Overview
Consistent and standardized naming conventions can help speed up both development and understanding. It’s critical to establish a pattern and while exceptions do occur, make sure it’s communicated and followed to the extent possible.
General Rules
In addition to more specific naming standards, there are some general rules worth considering. Some of these are subjective, so certainly not something that is set in stone or even agreed to across most organizations. However, while I’m biased, I do think these are probably the more popular/common approaches listed below.
- Use singular table names (e.g., dimproduct not dimproducts, factorder not factorders). The idea is that we’re describing what a singular instance/row contains.
- Use lowercase only for object names. Personally, I think it’s both easier to read and type—reason enough to go with this standard vs. all uppercase (besides the one exception below).
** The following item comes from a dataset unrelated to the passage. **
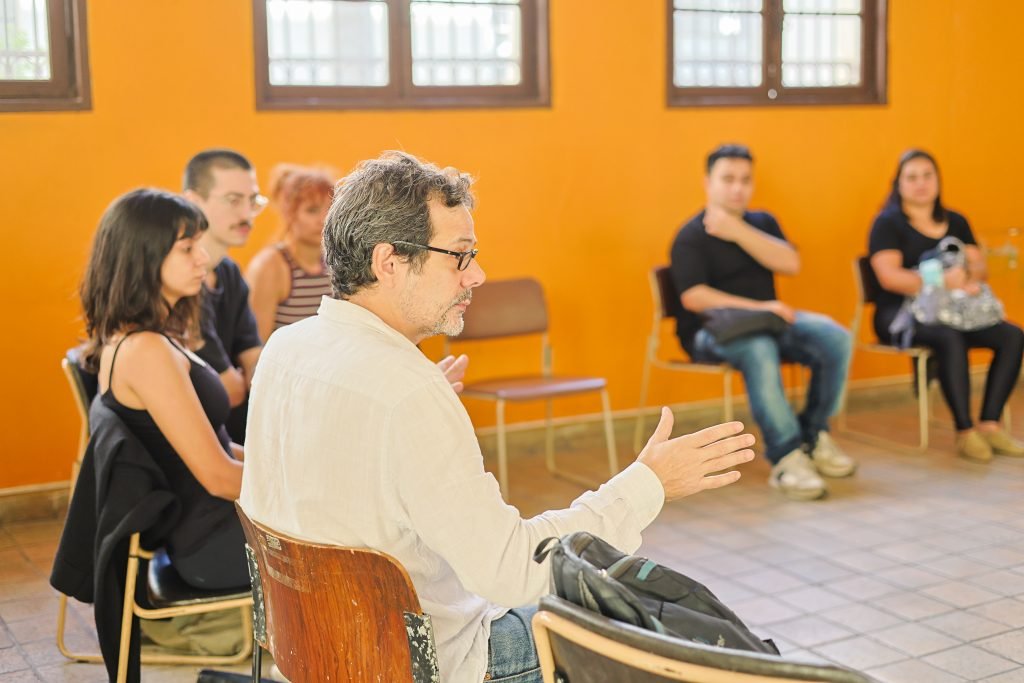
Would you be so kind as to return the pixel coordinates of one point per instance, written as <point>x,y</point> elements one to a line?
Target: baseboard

- Use uppercase for keywords only. While remembering to hold shift is annoying, this does improve readability. Knowing that SQL keywords are uppercase helps separate them from the actual business table/column names and makes queries a lot easier to read.
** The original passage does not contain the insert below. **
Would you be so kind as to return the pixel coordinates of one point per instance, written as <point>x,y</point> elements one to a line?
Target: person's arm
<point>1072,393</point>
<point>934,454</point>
- Do not use abbreviations or vendor/technology specific names in table or column names. Not everyone will understand the meaning of your abbreviations. It’s better to just take the extra few seconds and type out the full word. Some exceptions where an acronym is common (e.g., lbs for pounds on a weight column) are okay. Regarding vendor specific names, putting the name of a vendor (e.g., dimoracleaccount if you use an Oracle ERP) leaves you open to a renaming risk if you change vendors. There might be some exceptions for certain cross reference translation tables where it’s nearly impossible not to do this, but worth trying to avoid where it makes sense.
Class Words
Naming columns in a table can be tricky. One thing that helps standardize is class words. These are descriptors that occur at the end of the column names and help define what type of data exists in the column. For example, if we have a gross sales column that contains a dollar amount, it makes sense to call that column grosssalesamount. If we have a date column (e.g., date of a sales transaction), we could call that sales_date. What the entire list should be is subjective, but here are some starting points:
| Class Word | Snowflake Data Type | Examples | Notes |
|---|---|---|---|
| amount | DECIMAL(19,4) | salesamount, priceamount, total_amount | Used for monetary values and other decimal amounts |
| code | STRING | postalcode, statecode, product_code | Short identifiers or reference codes |
| count | INT or BIGINT | customercount, itemcount, order_count | Used for counting items or records |
| date | DATE | orderdate, birthdate, calendar_date | Date values without time component |
| datetime | DATETIME or TIMESTAMP_NTZ | createdatetime, lastupdateddatetime, transactiondatetime | Date and time values together |
| description | STRING | productdescription, customerdescription | Longer text describing an entity |
| flag | INT | etlinferredmember_flag | Reserved for ETL related columns only. Typically 0 or 1 |
| indicator | STRING | taxableindicator, activeindicator | Values should be positive/negative statements in business language (e.g., ‘Taxable’ and ‘Not Taxable’) |
| key | BIGINT | customerkey, orderkey, dimdatekey | Only for table keys for facts/dims or foreign keys for facts |
| name | STRING | customername, cityname, product_name | Human-readable names or labels |
| number | INT | ordernumber, vendornumber, account_number | Numeric identifiers (not counts or amounts) |
| quantity | DECIMAL(19,4) | orderquantity, itemquantity, stock_quantity | Numeric quantities or measurements |
| status | STRING | orderstatus, accountstatus, payment_status | Current state or condition of an entity |
| text | STRING | addresstext, notestext, comment_text | Free-form text fields |
| type | STRING | ordertype, customertype, payment_type | Classification or category of an entity |
| url | STRING | producturl, imageurl, website_url | URLs or web links |
| value | STRING | etlrowhash_value | Typically only used for ETL. Hash values or encoded data |
Audit Columns
This can be up to the specific team/process, but various “create” and “lastupdate” columns at the end of the table can be helpful. For example batchid, user_name, datetime for both create and last update (~6 total columns). This gives a row level trace back to when records were created or updated.
Summary
Naming standardization helps remove ambiguity and contributes to a more understandable data model for all stakeholders. By establishing consistent patterns for table names, column names, and class words, teams can reduce confusion, speed up development, and improve maintainability of data warehouse objects. While these conventions are guidelines rather than strict rules, communicating and following them consistently will pay dividends as your data warehouse grows in complexity.